米国にいても、バリでの議論の展開は非常に気になった。中国が自国民への環境悪化の悪影響などからCO2排出量の規制に関する考え方を変えるのかと思ったら、従来の「まず先進国、特に米国が」という、相変わらずの姿勢を取ったのにはがっかりだった。インドの動きが伝わらないのも気になった。また米政府の姿勢が、あくまで数値目標設定に乗り出さなかったのも、米国内での環境論議の高まりを知っているだけに、ブッシュ大統領率いる現政権の動きの鈍さの象徴のような気がした。そういう日本も、京都議定書を決めた締約国会議の開催国でありながら、国際社会に対して説得力のある国内努力の成果を誇れなかったのは無念である。

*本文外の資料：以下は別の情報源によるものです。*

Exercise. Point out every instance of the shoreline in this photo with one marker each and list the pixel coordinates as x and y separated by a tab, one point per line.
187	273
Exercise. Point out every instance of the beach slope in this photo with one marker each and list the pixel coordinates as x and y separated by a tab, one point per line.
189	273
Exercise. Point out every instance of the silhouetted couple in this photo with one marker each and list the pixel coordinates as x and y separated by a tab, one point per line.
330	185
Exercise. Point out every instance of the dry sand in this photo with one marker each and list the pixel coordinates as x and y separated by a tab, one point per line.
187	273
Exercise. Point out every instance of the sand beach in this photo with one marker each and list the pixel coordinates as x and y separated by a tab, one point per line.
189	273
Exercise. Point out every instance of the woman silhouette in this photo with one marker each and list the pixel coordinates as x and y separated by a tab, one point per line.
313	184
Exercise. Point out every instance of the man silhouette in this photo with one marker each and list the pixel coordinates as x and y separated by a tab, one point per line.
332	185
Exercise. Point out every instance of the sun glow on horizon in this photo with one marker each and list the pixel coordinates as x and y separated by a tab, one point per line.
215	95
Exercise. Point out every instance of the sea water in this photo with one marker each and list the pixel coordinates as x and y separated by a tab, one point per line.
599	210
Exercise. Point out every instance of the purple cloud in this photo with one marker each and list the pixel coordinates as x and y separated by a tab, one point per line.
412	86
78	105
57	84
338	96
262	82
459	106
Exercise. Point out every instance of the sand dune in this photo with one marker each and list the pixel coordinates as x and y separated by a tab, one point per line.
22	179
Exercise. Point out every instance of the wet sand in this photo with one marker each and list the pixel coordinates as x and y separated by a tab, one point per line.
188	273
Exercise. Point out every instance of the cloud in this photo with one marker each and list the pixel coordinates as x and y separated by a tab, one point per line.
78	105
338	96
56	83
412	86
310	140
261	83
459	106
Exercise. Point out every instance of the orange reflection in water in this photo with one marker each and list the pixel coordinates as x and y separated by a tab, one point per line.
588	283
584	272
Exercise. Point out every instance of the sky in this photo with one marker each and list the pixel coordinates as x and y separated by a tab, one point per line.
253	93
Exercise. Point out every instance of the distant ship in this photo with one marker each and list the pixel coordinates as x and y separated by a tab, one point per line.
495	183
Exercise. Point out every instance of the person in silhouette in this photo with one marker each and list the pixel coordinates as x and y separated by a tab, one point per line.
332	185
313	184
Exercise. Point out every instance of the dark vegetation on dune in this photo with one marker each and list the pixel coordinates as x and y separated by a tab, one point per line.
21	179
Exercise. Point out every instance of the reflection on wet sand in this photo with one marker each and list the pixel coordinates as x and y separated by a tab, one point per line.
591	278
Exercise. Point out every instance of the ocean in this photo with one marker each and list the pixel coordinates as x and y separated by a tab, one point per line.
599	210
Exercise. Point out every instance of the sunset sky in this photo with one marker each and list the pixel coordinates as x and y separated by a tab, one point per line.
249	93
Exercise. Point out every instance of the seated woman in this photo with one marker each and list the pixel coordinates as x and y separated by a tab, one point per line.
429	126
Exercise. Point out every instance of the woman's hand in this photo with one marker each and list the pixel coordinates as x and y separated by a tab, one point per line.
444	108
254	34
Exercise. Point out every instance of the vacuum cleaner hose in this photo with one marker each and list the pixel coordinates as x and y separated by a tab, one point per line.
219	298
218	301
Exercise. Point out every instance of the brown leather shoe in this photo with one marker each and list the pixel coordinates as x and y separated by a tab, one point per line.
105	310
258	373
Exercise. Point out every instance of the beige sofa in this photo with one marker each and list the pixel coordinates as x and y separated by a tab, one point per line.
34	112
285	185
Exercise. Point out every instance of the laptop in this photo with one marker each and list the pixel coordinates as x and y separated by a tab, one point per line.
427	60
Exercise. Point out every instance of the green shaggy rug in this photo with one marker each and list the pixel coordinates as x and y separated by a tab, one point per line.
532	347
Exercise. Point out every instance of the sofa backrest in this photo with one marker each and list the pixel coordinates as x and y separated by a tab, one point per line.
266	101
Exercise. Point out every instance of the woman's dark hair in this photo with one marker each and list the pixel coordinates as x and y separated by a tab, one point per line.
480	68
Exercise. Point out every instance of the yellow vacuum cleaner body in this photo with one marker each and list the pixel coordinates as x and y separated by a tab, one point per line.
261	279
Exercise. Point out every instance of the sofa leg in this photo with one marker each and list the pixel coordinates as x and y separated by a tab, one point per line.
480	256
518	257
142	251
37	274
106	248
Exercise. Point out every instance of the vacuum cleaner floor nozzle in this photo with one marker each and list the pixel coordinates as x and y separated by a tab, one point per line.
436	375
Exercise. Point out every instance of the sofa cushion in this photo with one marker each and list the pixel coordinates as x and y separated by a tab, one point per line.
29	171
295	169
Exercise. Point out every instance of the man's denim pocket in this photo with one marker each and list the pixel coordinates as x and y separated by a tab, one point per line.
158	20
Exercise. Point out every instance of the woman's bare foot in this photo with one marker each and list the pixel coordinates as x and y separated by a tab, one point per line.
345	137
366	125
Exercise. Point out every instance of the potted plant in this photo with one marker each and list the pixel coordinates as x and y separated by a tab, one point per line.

そうしたなかで、筆者が一番気になったし、切迫感のある動きだなと思ったのは南太平洋の島国・ツバルが、各国の議論の行き詰まり状態に警告を発するかのように、地球温暖化対策の独自案を提出したことだ。なにせツバルは、温暖化が原因とみられる海面上昇で水没の危機にある。日本のテレビなどでも繰り返し映し出されている。あれを見て世界では、「可哀想な国」だと思う人が多いのだという。しかし、あれは別にツバルだけの話ではない。今の地球上の人間居住地区のなかには、海面すれすれ、いや海面以下のところがいっぱいあるのだ。それを忘れている。